- Poster
- Directed by: Radha Mohan
- Written by: Viji (dialogues)
- Screenplay by: Radha Mohan
- Based on: Godhi Banna Sadharana Mykattu
- Produced by: Kalaipuli S. Thanu
- Starring: Vikram Prabhu Prakash Raj Samuthirakani Indhuja Ravichandran
- Cinematography: Manush Nandan
- Edited by: T. S. Jay
- Music by: Ilaiyaraaja
- Production company: V Creations
- Release date: 31 August 2018;
- Running time: 136 minutes
- Country: India
- Language: Tamil

= 60 Vayadu Maaniram =

2018 Tamil film by Radha Mohan

60 Vayadu Maaniram (/ta/; ) is a 2018 Indian Tamil-language drama film co-written and directed by Radha Mohan. This movie is the remake of 2016 Kannada box office hit film Godhi Banna Sadharana Mykattu. The film stars Vikram Prabhu, Prakash Raj, Samuthirakani and Indhuja Ravichandran in main lead roles. It was produced by distributor Kalaipuli S. Thanu under his production company V Creations.

The film's score and soundtrack are scored by Ilaiyaraaja. The film's cinematography is handled by Manush Nandan while editing is handled by T.S.Jay. The art direction of the film is handled by K. Kathir.

==Plot==
Govindarajan (Prakash Raj), a 60-year-old man, has Alzheimer's disease. One day, he suddenly goes missing. His son Shiva (Vikram Prabhu), who is worried by his father's disappearance, embarks on a search with a female doctor named Archana (Indhuja Ravichandran) and during the search they fall in love with each other. Govindarajan gets entangled with Ranga (Samuthirakani), a criminal who has committed a murder. The rest of the film involves whether Shiva finds his father or not.

== Cast ==

- Vikram Prabhu as Shiva Govindarajan
- Prakash Raj as Govindarajan
- Samuthirakani as Ranga
- Indhuja Ravichandran as Dr. Archana
- Bharath Reddy as ACP Badrinath IPS (Badri)
- Elango Kumaravel as Rajappan
- Jangiri Madhumitha as Janaki Rajappan (Jaanu)
- Mohan Raman as Balachandran (Balu)
- Meena Vemuri as Archana's mother
- Daddy Saravanan as Inspector S. Thangaraj
- Raghavan as S.I. Raghunath
- Radha Ramakrishnan as Maria
- Ramesh V as Johnny
- Sarath as Kaasi
- Aroul D. Shankar as Guna
- Anu Krishna as Madhavi

== Production ==
Prakash Raj purchased the rights to remake the 2016 Kannada box office hit film Godhi Banna Sadharana Mykattu in Tamil, Telugu. and Hindi. The production venture of the film commenced in late 2016 which also marked the first remake film in Radha Mohan's filmography.
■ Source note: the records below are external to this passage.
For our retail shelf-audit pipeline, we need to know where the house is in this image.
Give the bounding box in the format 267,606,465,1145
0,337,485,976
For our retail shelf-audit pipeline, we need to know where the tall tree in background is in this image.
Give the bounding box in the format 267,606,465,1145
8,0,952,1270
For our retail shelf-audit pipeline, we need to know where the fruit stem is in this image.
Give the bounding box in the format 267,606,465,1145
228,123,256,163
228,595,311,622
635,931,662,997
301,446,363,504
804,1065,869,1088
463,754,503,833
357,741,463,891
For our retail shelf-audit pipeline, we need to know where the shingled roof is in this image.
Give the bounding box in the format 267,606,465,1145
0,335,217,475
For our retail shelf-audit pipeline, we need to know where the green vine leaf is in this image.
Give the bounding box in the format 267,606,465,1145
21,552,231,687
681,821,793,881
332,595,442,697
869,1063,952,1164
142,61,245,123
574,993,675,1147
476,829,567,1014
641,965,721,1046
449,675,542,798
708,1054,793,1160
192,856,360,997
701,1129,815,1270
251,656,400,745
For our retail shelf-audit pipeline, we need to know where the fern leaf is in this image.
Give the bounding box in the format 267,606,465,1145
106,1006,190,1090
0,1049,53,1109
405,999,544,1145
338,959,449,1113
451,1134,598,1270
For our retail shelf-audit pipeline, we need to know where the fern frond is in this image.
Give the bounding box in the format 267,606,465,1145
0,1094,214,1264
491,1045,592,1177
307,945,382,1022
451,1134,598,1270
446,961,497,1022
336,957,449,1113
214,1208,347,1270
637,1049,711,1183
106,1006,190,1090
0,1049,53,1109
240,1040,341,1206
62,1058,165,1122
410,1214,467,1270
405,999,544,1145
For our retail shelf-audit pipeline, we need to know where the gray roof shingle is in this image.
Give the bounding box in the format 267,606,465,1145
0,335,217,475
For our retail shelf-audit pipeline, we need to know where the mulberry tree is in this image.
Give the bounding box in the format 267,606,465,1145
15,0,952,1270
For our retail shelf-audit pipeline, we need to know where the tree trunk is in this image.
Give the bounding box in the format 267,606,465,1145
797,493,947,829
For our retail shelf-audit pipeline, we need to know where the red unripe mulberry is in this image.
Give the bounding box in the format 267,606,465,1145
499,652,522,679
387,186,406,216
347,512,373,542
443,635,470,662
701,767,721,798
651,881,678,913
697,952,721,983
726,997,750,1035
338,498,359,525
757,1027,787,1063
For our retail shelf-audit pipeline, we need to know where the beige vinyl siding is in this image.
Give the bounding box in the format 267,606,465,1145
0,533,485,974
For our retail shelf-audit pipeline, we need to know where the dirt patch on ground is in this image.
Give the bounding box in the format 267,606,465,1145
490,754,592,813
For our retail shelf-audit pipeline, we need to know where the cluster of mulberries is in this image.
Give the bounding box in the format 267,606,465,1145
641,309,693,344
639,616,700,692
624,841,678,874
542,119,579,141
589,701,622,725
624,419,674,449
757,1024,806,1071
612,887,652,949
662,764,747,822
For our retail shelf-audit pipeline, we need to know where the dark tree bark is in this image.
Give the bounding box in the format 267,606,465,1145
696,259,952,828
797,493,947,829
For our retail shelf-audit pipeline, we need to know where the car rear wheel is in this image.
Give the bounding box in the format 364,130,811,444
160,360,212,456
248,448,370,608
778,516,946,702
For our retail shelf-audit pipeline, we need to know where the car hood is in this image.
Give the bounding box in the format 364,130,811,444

The official trailer of the film was released on 14 August 2018 and received positive reviews from the audience.

== Soundtrack ==

The background music for the film was composed by Ilaiyaraaja, while the lyrics were penned by Pa. Vijay, Palani Bharathi and Vivek.

| No. | Song | Singers | Lyrics |
| 1 | "Iraivinai Thedi" | Ilaiyaraaja | Pa. Vijay |
| 2 | "Thedi Thedi" | Benny Dayal, Vibhavari | Palani Bharathi |
| 3 | "Naalum Naalum I" | Monali Thakur | Vivek |
| 4 | "Naalum Naalum II" | Benny Dayal, Monali Thakur |

==Reception==
Times of India wrote "The movie appeals to those who haven't watched the original version or love watching stories on beautiful bonding". Firstpost wrote "On the whole 60 Vayathu Maaniram is refreshingly fresh and likeable for its characters." Behindwoods wrote "With interesting writing for Samuthirakani's portions and an engaging screenplay, 60 Vayadu Maaniram could have looked a lot more complete." India Today called it "Average drama with overdose of emotions". Deccan Chronicle wrote it "is a neatly self-contained film that achieves what it set out to through delicate acting, nuanced cinematography, and serene music".

==Home media==
In 2023, the satellite rights of the film was sold to Colors Tamil. This movie was premiered on February 5, 2023 at 2 p.m.